Retrowave opened this issue on Dec 23, 2019 ยท 268 posts
Penguinisto posted Fri, 27 December 2019 at 12:58 PM
Nails60 posted at 10:49AM Fri, 27 December 2019 - #4374677
Penguinisto how do you know how many hobbyist users of poser there are? I'm not disputing your knowledge of the professional market, just the fact that as far I'm aware nobody other Bomdware, and perhaps not even them really knows the breakdown of the poser user base.
Smith Micro would know precisely, but consider that hobbyists alone wouldn't have kept Poser alive all these years, mostly because piracy of the Poser software suite was (and likely still is) so easy to accomplish for the hobbyist crowd. (Pros won't pirate anything if they're smart, because 1) they can afford the 200 bucks per seat (or bulk rates), and 2) the BSA would rape their financials the moment they tried and a disgruntled employee blew the whistle.) The other really big reason is that hobbyists, especially newbies, are going to go with something free first, then maybe get around to Poser (no, I won't mention the competition directly, but you know what I mean.)
All of this means someone had to keep CuriousLabs/EGISys/SM's bills paid... hence pro customers.
Now is this a static ratio that always was and always will be?

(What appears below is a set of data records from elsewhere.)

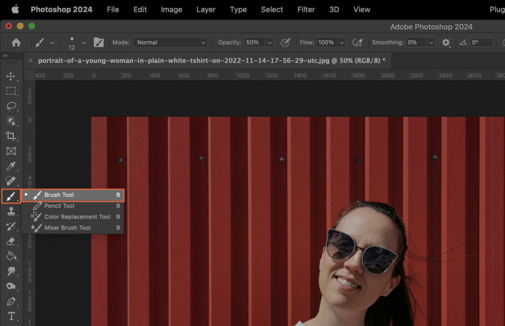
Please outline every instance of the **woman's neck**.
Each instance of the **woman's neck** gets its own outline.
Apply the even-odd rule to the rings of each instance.
[[[367,311],[349,311],[331,307],[321,298],[319,312],[314,318],[304,323],[304,326],[365,326]]]

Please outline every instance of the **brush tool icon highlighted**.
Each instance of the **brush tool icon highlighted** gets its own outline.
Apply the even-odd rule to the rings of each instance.
[[[37,194],[33,196],[33,200],[35,200],[37,198],[38,198],[38,196],[40,194],[41,192],[42,192],[42,190],[40,190],[40,191],[39,191],[38,192],[37,192]]]

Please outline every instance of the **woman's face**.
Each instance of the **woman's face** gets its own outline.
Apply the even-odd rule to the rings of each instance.
[[[336,230],[352,237],[358,247],[366,249],[370,246],[380,246],[398,253],[397,228],[388,217],[372,209],[354,209],[341,219]],[[330,306],[365,310],[379,297],[387,296],[398,285],[399,277],[391,279],[397,261],[384,274],[374,275],[363,267],[363,250],[357,248],[346,259],[334,260],[323,249],[319,263],[319,288]],[[351,289],[342,285],[337,280],[338,277],[352,281],[360,288]]]

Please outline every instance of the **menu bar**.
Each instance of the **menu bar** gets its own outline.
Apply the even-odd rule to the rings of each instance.
[[[39,5],[28,3],[2,5],[3,19],[409,19],[505,18],[502,3],[472,5],[437,3],[423,6],[405,3],[364,5],[361,2],[324,4],[307,2],[275,4],[215,4],[188,5],[142,3],[128,5],[107,3]]]

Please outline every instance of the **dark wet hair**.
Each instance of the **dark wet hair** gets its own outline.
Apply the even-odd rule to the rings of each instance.
[[[342,210],[338,220],[333,227],[336,228],[342,219],[351,211],[360,207],[367,207],[389,218],[399,231],[398,238],[398,261],[393,269],[392,277],[400,277],[398,285],[387,297],[381,296],[367,310],[365,315],[366,326],[413,326],[415,310],[412,303],[416,302],[410,288],[410,284],[415,280],[405,275],[403,261],[408,246],[405,234],[405,226],[394,208],[387,204],[378,201],[365,201],[357,198]],[[416,282],[417,283],[417,282]]]

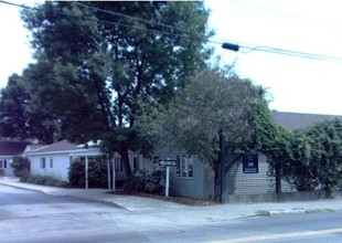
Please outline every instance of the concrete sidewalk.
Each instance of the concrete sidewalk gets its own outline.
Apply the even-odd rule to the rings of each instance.
[[[342,199],[325,199],[316,201],[265,202],[265,203],[234,203],[205,207],[191,207],[169,201],[133,196],[109,194],[105,189],[65,189],[36,186],[19,182],[18,178],[0,177],[0,183],[46,194],[72,197],[88,201],[111,203],[132,212],[174,212],[196,220],[222,221],[254,215],[275,215],[287,213],[311,213],[342,211]],[[189,219],[189,218],[188,218]]]

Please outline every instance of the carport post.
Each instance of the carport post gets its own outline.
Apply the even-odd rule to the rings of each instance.
[[[111,176],[111,183],[113,183],[113,191],[115,191],[115,180],[116,180],[116,175],[115,175],[115,161],[111,158],[111,167],[113,167],[113,176]]]
[[[110,190],[110,158],[107,156],[107,175],[108,175],[108,190]]]
[[[85,158],[85,188],[88,189],[88,157]]]

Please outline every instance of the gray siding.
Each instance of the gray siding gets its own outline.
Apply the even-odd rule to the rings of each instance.
[[[243,163],[237,162],[226,175],[226,194],[263,194],[276,192],[276,180],[268,176],[268,162],[258,155],[258,173],[244,173]],[[281,181],[281,191],[293,191],[289,183]]]
[[[192,178],[177,177],[175,168],[171,169],[171,190],[175,196],[191,198],[213,198],[213,177],[207,163],[194,158],[194,175]]]

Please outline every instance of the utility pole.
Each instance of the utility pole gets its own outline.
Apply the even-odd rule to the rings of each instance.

Hells, no - which is likely why Bondware is weighing the issue and not just going for it.
I can't imagine professionals spend their time and money stocking up their runtimes with content they might, but probably never will, use, that's the domain of the hobbyist.
Pretty sure the pros aren't loading up their runtimes with lingerie and impractical armor either... in most cases, pros are going to use the stock stuff for cheapie illustration/animations, import homebrew stuff from FBX or similar and rig it to taste, or use cheap-enough bridging software to drag in their own content.